If France launches air strikes on Daesh targets in Syria, it will follow the United States and Britain in claiming it is acting in self-defence, but experts say such action could land it in difficult legal territory.
In a marked change of strategy, France began surveillance flights over Syria on Tuesday with a view to launching strikes on the jihadists once targets have been identified.
Foreign Minister Laurent Fabius explained that if President Francois Hollande orders strikes, they would take place "under Article 51 of the United Nations Charter, in other words, in self-defence."
"As soon as it is established that from Syrian territory, which is not entirely controlled by the Syrian government... Daesh forces (another term for the Islamic State group) are threatening French interests, both outside and inside France, it is perfectly legitimate that we defend ourselves."
British Prime Minister David Cameron used the same argument this week to defend the unprecedented RAF drone strike that killed two British jihadists as they travelled in a vehicle in the Syrian city of Raqqa on August 21.
Cameron told parliament it was the first such military action by Britain in a country where it is not involved in military operations -- two years ago parliament rejected taking part in US-led air strikes in Syria.
"There was clear evidence of the individuals in question planning and directing armed attacks against the UK," Cameron said.
The United States also brandished Article 51 to justify the drone and air strikes which killed high-profile US-born jihadist Anwar al-Awlaki and subsequently his 16-year-old son Abdulrahman in Yemen in 2011, although American officials have described the killing of the teenager as a mistake.
Last year, a federal judge threw out a lawsuit brought by Anwar al-Awlaki's father claiming that because the victims were Americans, the killings had violated their constitutional rights.
France's defence ministry said any strikes in Syria followed the same reasoning as the action it has already carried out against Daesh targets in Iraq.
"It's an extension of Operation Chammal," ministry spokesman Pierre Bayle said on Thursday, using the name of the operation in Iraq.

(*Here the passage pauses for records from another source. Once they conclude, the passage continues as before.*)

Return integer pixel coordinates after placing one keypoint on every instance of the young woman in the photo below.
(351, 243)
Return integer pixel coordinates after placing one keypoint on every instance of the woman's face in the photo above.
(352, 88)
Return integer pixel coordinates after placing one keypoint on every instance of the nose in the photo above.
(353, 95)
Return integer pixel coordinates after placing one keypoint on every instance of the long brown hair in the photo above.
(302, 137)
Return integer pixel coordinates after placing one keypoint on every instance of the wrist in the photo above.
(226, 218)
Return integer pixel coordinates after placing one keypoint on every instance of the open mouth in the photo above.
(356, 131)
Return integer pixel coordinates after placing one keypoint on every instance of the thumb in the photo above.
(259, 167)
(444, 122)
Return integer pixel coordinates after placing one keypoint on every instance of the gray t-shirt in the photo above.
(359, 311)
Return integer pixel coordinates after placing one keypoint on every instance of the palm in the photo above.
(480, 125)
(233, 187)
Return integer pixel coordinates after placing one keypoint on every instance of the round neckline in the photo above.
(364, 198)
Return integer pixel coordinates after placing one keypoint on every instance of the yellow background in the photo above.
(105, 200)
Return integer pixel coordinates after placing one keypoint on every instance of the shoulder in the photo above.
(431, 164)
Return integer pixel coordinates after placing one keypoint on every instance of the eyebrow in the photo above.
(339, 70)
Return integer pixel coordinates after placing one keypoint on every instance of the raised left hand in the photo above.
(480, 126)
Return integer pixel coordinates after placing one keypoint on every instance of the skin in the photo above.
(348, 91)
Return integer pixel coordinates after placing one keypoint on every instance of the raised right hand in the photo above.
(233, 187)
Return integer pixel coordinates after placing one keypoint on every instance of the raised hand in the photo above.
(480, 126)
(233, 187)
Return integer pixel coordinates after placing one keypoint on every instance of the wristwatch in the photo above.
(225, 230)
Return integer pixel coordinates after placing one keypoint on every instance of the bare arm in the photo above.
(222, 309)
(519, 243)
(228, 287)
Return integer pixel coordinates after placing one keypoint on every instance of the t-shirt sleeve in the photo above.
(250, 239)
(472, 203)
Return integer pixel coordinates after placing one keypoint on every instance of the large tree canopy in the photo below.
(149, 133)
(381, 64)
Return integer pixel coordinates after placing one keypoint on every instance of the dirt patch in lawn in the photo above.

Confronted with the ever-increasing web footage of executions and by the terror plots targeting the West, human rights organisations are finding it hard to openly condemn strikes on the groups behind the atrocities.
The foiled attack on a high-speed train in France by a suspected extremist in August only added to the political pressure on Hollande to take action against Daesh.
"It's an extremely complex issue which we would prefer not to comment on openly," one senior official at a human rights NGO told AFP, and asked not to be identified.
- 'Proportionate response' -
British legal affairs expert Joshua Rozenberg argued in The Guardian newspaper this week that the British drone strike that killed (Daesh) militants Reyaad Khan and Ruhul Amin was lawful.
If Khan had been hiding in a village or a compound, it would have been disproportionate to bomb the entire area, but as he was killed in a vehicle it "would be seen by many as a proportionate response to the threat (he) posed", Rozenberg said.
"On the facts as we know them, this unprecedented attack on British would-be terrorists in Syria appears to be within the law," Rozenberg wrote.
Aisling Reidy, a senior legal advisor at Human Rights Watch, cautioned however that if it does strike on Syrian soil, France would need to use the self-defence argument extremely carefully.
"Invoking the right to self-defence does not give the French government a blank cheque to conduct targeted assassinations under a general claim of threat to national security.
"Unless they can produce evidence of a direct and imminent threat of loss of life where using lethal force is essential to protect lives, then in accordance with human rights standards self-defence under the UN Charter does not give them the right to kill."